Sign of the horoscope

Since at least the second millennium BCE, various societies have practiced various forms of astrology, which have their roots in calendrical systems that were used to forecast seasonal changes and interpret celestial cycles as indications of divine communications. Most, if not all, societies have given value to what they see in the sky, and some—like the Hindus, Chinese, and the Maya—have created sophisticated systems for extrapolating information about celestial events into predictions about what will happen on Earth.

Western astrology refers to the twelve horizontal sectors that make up the Earth’s 360º orbit around the Sun as astrological signs. The first point of Aries, or the vernal solstice, which signals the start of spring, is also known as the First Point of Aries. Aries, Taurus, Gemini, Cancer, Leo, Virgo, Libra, Scorpio, Sagittarius, Capricorn, Aquarius, and Pisces are the 12 signs of the zodiac. The Western zodiac has its roots in Babylonian astrology and eventually came under the influence of Hellenistic society. Each sign was named after a star that the sun traveled through once a year as it made its annual journey across the sky. The simpler and popular sun sign astrology highlights this discovery. 

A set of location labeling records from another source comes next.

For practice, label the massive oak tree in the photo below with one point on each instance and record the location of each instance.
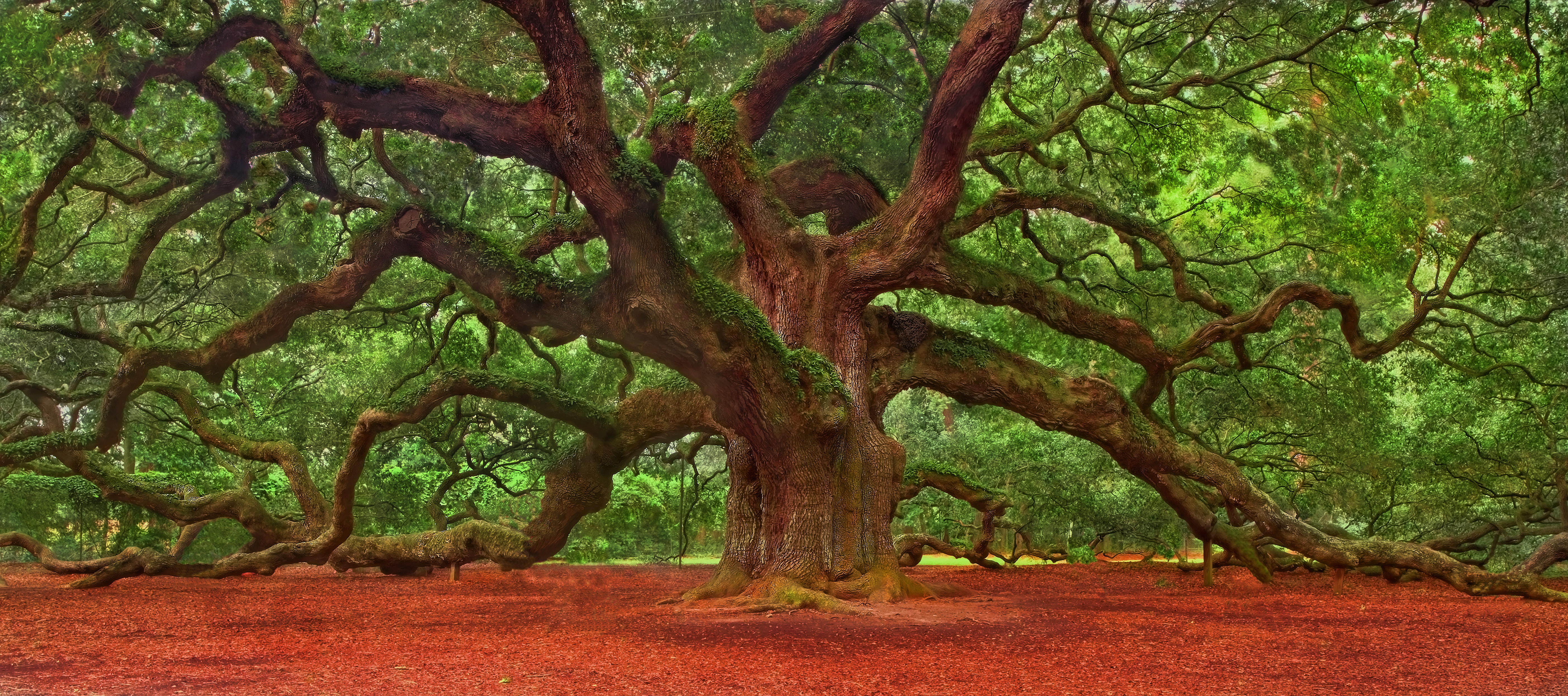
(1181, 197)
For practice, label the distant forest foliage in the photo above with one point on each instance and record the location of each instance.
(810, 286)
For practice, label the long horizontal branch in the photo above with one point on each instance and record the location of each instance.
(1095, 411)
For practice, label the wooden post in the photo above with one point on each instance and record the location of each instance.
(1208, 563)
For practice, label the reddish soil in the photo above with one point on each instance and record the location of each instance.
(595, 631)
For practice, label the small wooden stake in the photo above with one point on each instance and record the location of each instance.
(1208, 563)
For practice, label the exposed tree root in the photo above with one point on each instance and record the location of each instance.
(781, 593)
(890, 585)
(728, 581)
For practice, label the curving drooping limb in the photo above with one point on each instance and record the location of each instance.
(1095, 411)
(578, 483)
(52, 563)
(952, 482)
(847, 195)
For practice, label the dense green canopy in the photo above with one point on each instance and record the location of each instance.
(1319, 244)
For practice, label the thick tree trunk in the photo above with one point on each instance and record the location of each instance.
(742, 529)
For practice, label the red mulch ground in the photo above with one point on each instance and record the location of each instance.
(595, 631)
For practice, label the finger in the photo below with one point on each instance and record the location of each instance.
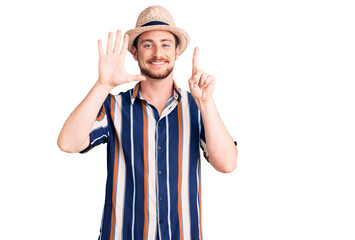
(195, 61)
(117, 42)
(136, 78)
(124, 45)
(209, 80)
(109, 43)
(101, 50)
(203, 79)
(195, 79)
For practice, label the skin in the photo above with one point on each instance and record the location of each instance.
(156, 56)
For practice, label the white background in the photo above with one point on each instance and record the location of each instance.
(285, 75)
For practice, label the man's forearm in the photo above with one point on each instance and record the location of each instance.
(74, 135)
(220, 145)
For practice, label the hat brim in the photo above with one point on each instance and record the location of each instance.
(181, 34)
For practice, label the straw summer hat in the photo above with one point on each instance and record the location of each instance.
(157, 18)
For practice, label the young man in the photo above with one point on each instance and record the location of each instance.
(153, 134)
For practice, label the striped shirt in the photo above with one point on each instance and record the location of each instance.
(153, 188)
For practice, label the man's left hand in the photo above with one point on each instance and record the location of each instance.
(201, 84)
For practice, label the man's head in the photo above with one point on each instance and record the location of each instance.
(156, 52)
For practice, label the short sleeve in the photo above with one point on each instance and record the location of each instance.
(203, 141)
(100, 131)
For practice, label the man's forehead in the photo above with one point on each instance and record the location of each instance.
(156, 35)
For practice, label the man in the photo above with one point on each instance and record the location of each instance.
(153, 134)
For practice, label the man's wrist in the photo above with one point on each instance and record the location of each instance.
(205, 105)
(104, 86)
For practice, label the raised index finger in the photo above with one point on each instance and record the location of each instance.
(195, 61)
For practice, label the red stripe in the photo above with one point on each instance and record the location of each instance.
(114, 182)
(199, 192)
(102, 114)
(179, 158)
(145, 156)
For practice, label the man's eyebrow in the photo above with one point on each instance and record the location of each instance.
(166, 40)
(161, 40)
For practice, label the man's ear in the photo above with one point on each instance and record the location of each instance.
(134, 53)
(177, 53)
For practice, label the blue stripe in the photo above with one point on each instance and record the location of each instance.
(126, 146)
(194, 154)
(139, 168)
(173, 172)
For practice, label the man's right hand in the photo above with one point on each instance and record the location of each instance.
(111, 64)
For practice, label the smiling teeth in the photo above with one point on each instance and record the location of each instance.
(158, 63)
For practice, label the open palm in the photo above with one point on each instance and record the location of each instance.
(111, 64)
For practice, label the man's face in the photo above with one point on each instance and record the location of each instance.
(156, 54)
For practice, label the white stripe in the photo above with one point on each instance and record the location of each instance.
(152, 218)
(157, 182)
(121, 174)
(185, 168)
(102, 123)
(167, 173)
(133, 174)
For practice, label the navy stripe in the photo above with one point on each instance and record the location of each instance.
(126, 146)
(173, 172)
(194, 155)
(106, 228)
(139, 168)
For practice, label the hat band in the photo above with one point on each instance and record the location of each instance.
(154, 23)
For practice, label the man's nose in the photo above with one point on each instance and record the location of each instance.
(158, 52)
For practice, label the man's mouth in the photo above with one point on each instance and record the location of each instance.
(159, 62)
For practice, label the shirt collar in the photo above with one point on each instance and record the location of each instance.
(135, 93)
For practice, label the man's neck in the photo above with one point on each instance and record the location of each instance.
(157, 91)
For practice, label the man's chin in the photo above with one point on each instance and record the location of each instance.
(156, 75)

Astrology (i.e., a system of omina based on celestial appearances) was also developed in Chinese and Tibetan cultures. Still, this astrology is not based upon the zodiac and instead deals with the entire sky. Over the centuries, Western astrology’s zodiacal divisions have shifted out of alignment with the constellations they were named after by the axial precession of the Earth, whereas Hindu astrology measurements are correct for this shifting.

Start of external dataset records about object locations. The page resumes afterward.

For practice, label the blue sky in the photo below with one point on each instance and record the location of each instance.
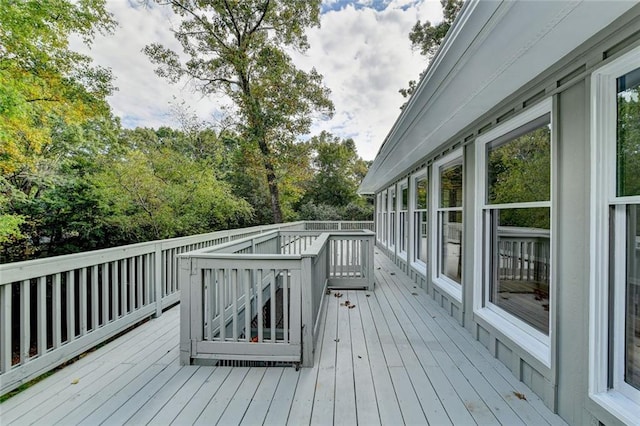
(362, 50)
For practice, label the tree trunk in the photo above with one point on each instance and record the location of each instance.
(271, 181)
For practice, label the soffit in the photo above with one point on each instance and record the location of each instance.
(494, 49)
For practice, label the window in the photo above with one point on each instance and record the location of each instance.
(393, 206)
(385, 219)
(448, 180)
(379, 217)
(420, 227)
(514, 233)
(614, 339)
(403, 225)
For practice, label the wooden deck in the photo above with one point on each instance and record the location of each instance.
(396, 358)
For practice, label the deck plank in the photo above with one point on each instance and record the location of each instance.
(171, 408)
(345, 392)
(53, 390)
(387, 400)
(221, 399)
(240, 402)
(149, 401)
(366, 405)
(280, 405)
(396, 358)
(324, 398)
(259, 404)
(191, 411)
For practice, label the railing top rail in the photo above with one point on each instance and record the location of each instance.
(239, 243)
(245, 256)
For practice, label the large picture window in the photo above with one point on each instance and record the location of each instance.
(448, 227)
(403, 225)
(625, 229)
(420, 224)
(614, 339)
(393, 206)
(385, 217)
(518, 222)
(514, 232)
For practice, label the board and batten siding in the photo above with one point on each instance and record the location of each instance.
(563, 385)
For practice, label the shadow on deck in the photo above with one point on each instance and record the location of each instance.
(394, 358)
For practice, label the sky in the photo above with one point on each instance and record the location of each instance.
(362, 49)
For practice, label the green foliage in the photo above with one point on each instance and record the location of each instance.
(332, 191)
(520, 172)
(237, 48)
(628, 137)
(338, 171)
(426, 37)
(155, 191)
(42, 82)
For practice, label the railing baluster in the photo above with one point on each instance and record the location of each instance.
(25, 320)
(5, 327)
(286, 284)
(209, 277)
(71, 308)
(115, 295)
(41, 306)
(259, 307)
(246, 278)
(124, 287)
(272, 312)
(221, 284)
(233, 278)
(132, 283)
(82, 301)
(105, 293)
(139, 280)
(95, 307)
(56, 310)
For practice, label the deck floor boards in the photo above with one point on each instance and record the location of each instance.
(394, 358)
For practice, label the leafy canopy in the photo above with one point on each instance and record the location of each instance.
(237, 48)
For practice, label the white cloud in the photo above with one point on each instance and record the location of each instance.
(364, 55)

  1. Astronomy and astrology of the zodiac

the Hindu calendar’s astronomical foundation:

Zodiac is a belt around the skies that extends 9 degrees on either side of the ecliptic, the plane of Earth’s orbit, and the Sun’s apparent annual course. It is used in astrology and astronomy. Each of the zodiac’s 12 astrological signs is thought to occupy Twelfth (or 30°) of its vast round. The charts in which the Sun appears in the night sky no longer correlate to these signs. The size and shapes of the constellations are erratic, and the Sun frequently passes through one constellation (Ophiuchus), which is not regarded as a zodiac member.

  1. Contemporary Hindu astrology

two-hundred-year-old nomenclature:

Many Hindus still use astrology today, a significant aspect of their traditional religion. Hindu culture has a long tradition of naming infants after their jyotia charts (Kundali), and astrological principles are frequently used to organize festivals and the calendar and decide on important life decisions like getting married, starting a new business, or relocating. According to many Hindus, the planets and other celestial bodies impact humans throughout their lives and are the “fruit of karma.” Regarding enforcing the law, Ishvara—the Hindu concept of a supreme being—is seen as superior to the Navagraha, or planetary deities.

  1. The science of astrology

As well as science and astrology:

The scientific community has rejected astrology because it lacks the ability to explain how the cosmos works. According to scientific research on the subject, there is no proof to back up any of the assumptions or alleged effects mentioned in astrological traditions. [22]: 424 Astrologers haven’t put forth a mechanism by which the locations and motions of the stars and planets could impact people and events on Earth. Astrology continues to be considered a science in contemporary India, even though it is a pseudoscience in several religious, political, and legal contexts.

  1. Vastu Shruti

The traditional Indian system of architecture known as Vastu shastra, or “science of architecture,” is based on literature from antiquity that outlines design, layout, measurement, ground preparation, space organization, and spatial geometry principles. The designs strive to connect architecture with nature, the relative functions of various structural components, and traditional beliefs by using geometric patterns (yantra), symmetry, and directional alignments. The textual portion of Vastu Vidya, or the more comprehensive knowledge of ancient Indian architectural and design theories, is known as Vastu Shastra.

  1. the Mangala Dosha

A Hindu superstition in India is Mangala Dosha, often known as Mangal Dosha due to schwa loss. According to Hindu astrology, a person who is born with the Mars (Mangala) influence has “Mangala dosha” (also known as “mars flaw”); they are referred to as Mangalikas (or Manglik). The superstition holds that a Manglik and a non-Manglik marriage would end in disaster.

This belief states that a Mangalik person will hasten the death of their non-Manglik spouse. The individual may be wed to an animal, a living thing, or a tree (such as a banana or peepal) to avert this catastrophe. Depending on the “partner” utilized in the ceremony, this fake marriage ritual has several titles.

  1. Hindu marriage customs

The Dharmashastra books explain various rites of passage, but the Hindu marriage is the most significant one.

According to Manu, it is commonly understood to be a social institution that establishes and governs a healthy connection between the sexes. Hindus view marriage as a sacrament rather than a type of social contract because they hold that all men and women were created to be parents and to perform dharma together as prescribed by the Vedas. According to the Brahmanas, a man is only considered “complete” after marriage, having children, and becoming a parent.